Well, you won’t find it discussed in this editorial (or any official statement from The Washington Post), but part of what is going on, is The Post (along with too many traditional media outlets) has been publishing deceptive and false information in OPED after OPED from people like George (will-ful deceit) Will, Bjorn Lomborg, Sarah Palin, Robert Samuelson, Dana Milbank, and others. While The Post editorial board seems comfortable with a “faux and balance” approach of occasionally publishing OPEDs from people with their feet solidly in reality (like Bill McKibben) and reality-based editorials, the truth is simple:
The Post’s opinion section creates a strong perception that “climate change is in doubt” that is at odds with reputable scientific research and at odds with the position on climate change taken by every single relevant scientific institution globally (with the exception of the American Association of Petroleum Geologists).
The Post’s editorial board simply does not seem willing to acknowledge its responsibility for a share of the confusion
The Washington Post editorial board’s glazing over of the Post’s complicity in the confusion about climate science is simply astounding. Publishing George Will, giving front-page prominence to minor footnote issues, frequent quotation of Marc Morano, etc are the sorts of journalistic “he says, she says” that contribute to a public belief of confused science that is, well, simply not matched within the scientific community.
Considering The Post’s record in giving voice to anti-science syndrome sufferers (most prominently George Will), it seems generous to say that the publication of Climate Insurance and other reality-based editorials is representative of the Post’s fundamental schizophrenia when it comes to climate science.
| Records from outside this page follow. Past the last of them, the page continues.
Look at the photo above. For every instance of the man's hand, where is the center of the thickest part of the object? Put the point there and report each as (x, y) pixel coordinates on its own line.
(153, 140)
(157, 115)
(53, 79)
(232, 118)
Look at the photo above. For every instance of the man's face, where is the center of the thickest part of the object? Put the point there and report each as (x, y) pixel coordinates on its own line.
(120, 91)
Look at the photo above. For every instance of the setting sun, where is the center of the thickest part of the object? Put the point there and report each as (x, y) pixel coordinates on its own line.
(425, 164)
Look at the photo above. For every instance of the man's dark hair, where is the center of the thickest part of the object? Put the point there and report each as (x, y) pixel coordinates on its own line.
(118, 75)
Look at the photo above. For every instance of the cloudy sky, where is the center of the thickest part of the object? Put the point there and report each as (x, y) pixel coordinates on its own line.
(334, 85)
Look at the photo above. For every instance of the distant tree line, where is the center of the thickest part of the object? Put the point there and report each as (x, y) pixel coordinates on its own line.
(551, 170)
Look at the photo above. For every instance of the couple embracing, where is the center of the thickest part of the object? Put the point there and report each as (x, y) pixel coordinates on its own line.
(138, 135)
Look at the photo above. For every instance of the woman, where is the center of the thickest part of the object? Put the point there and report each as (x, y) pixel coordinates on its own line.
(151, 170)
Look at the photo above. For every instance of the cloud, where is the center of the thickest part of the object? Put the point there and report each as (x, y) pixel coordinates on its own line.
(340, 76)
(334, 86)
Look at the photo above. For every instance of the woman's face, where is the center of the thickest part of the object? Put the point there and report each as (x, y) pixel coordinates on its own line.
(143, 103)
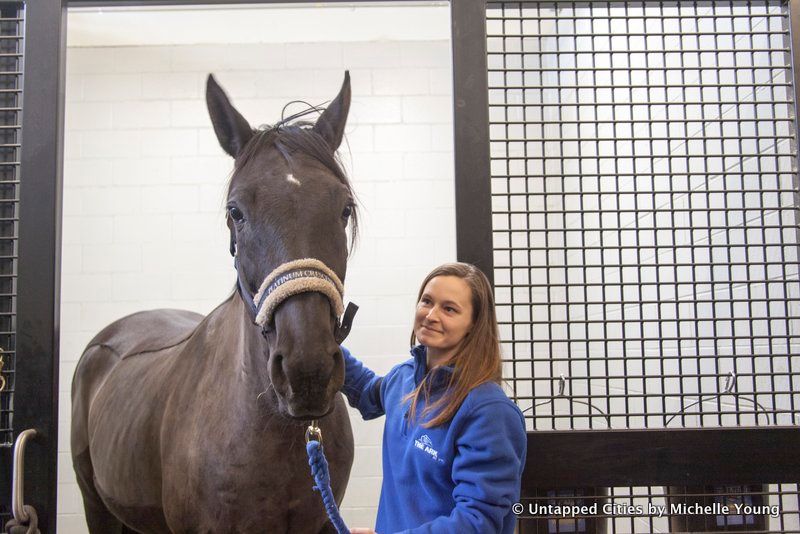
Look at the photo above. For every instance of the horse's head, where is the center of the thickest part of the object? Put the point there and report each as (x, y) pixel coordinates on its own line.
(289, 200)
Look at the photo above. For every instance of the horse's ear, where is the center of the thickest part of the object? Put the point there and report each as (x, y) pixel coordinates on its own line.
(331, 123)
(233, 131)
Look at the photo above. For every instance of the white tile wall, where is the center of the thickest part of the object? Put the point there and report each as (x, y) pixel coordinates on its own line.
(144, 190)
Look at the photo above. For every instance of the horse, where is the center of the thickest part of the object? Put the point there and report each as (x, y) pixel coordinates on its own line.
(183, 423)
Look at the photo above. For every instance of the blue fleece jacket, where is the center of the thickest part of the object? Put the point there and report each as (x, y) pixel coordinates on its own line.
(462, 476)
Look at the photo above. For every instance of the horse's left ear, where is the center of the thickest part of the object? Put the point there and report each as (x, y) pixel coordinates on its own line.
(331, 123)
(233, 130)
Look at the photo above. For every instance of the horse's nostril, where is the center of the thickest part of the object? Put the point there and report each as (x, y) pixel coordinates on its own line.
(277, 364)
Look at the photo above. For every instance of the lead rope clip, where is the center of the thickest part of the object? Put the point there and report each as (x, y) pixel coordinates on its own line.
(322, 477)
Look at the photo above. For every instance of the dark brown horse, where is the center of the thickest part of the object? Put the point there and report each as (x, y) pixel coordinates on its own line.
(184, 423)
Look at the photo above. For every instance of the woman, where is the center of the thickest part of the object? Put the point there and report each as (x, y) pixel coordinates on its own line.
(453, 443)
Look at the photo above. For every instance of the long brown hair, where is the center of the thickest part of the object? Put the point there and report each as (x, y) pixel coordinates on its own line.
(477, 359)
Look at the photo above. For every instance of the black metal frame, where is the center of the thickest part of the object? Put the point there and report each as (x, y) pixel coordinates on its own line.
(39, 251)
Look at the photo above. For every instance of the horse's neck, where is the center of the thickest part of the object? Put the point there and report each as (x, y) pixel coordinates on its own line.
(240, 355)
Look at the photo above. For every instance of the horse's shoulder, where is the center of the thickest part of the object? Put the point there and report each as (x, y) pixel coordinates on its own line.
(147, 331)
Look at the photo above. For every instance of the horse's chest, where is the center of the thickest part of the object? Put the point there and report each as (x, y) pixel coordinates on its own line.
(246, 491)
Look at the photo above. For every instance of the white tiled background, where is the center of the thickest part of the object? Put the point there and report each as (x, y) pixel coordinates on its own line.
(144, 178)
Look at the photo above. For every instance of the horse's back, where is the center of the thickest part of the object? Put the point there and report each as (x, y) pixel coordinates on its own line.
(147, 331)
(152, 333)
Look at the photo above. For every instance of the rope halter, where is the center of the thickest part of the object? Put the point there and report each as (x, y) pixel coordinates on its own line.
(292, 278)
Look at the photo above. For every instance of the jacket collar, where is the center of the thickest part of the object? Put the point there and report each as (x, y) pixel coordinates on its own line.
(440, 376)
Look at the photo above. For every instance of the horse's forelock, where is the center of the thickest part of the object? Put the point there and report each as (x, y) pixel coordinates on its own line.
(299, 137)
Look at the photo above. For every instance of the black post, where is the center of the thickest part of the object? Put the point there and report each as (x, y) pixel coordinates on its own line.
(39, 251)
(471, 123)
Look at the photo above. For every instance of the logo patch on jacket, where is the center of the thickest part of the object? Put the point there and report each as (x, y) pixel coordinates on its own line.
(425, 444)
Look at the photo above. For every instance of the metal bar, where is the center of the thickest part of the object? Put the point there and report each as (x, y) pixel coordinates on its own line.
(601, 458)
(471, 135)
(18, 486)
(39, 264)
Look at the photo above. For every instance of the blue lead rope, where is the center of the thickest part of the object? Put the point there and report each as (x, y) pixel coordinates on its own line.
(319, 470)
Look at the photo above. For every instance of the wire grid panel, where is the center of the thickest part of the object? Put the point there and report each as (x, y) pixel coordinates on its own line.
(11, 64)
(764, 508)
(644, 212)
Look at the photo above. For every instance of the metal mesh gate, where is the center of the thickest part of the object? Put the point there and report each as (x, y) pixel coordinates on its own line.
(644, 215)
(643, 167)
(11, 52)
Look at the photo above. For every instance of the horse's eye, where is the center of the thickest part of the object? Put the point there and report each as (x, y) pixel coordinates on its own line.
(236, 214)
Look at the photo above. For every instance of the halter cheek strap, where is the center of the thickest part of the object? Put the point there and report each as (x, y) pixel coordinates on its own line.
(292, 278)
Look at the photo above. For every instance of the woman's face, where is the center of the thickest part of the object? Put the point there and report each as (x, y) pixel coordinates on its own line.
(444, 316)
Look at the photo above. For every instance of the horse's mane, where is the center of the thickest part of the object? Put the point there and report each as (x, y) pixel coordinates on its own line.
(289, 137)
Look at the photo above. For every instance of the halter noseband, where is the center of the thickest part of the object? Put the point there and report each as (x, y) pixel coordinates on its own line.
(292, 278)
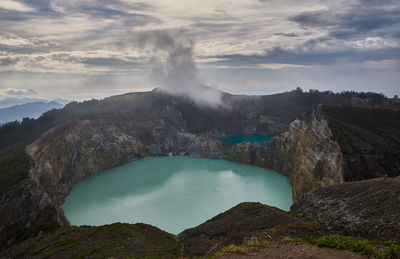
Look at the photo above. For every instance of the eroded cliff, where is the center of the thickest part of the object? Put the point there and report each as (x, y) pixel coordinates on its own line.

The Post’s editorial reaches a reasonable conclusion: that we should adopt a price on carbon and work to reduce carbon emissions for many, many reasons including ‘insurance’ in the event that the world’s scientists actually are right about the subjects that they have spent their lives studying.
We can only hope that The Post’s editorial board will also reach a reasonable conclusion about their editorial policy: that they should adopt a practice of ensuring their opinion pieces on climate are factual and not misleading, with the operative assumption that the world’s scientists actually are right about the subjects that they have spent their lives studying.
Shockingly, however, in their discussion of “what’s going on” they completely neglect to mention the fact that The Washington Post—home of one of the most influential op-ed pages in America—consistently publishes climate denialist tracts that seek to deliberately mislead the paper’s audience.
Something the world certainly won’t miss when the Post and the vast majority of its fellow big city dailies are out of business is this kind of prissy evasion. If the rationale for publishing liars in the Post’s opinion section is that it’s important for the opinion section to represent the full range of the debate, then the Post needs to take into account the fact that this editorial stance is part of “what’s going on” in the climate debate. Alternatively, if they want to take the stance that accuracy matters to the owners and editors of the Washington Post then they need to stand up to inaccurate and misleading writing in their own pages.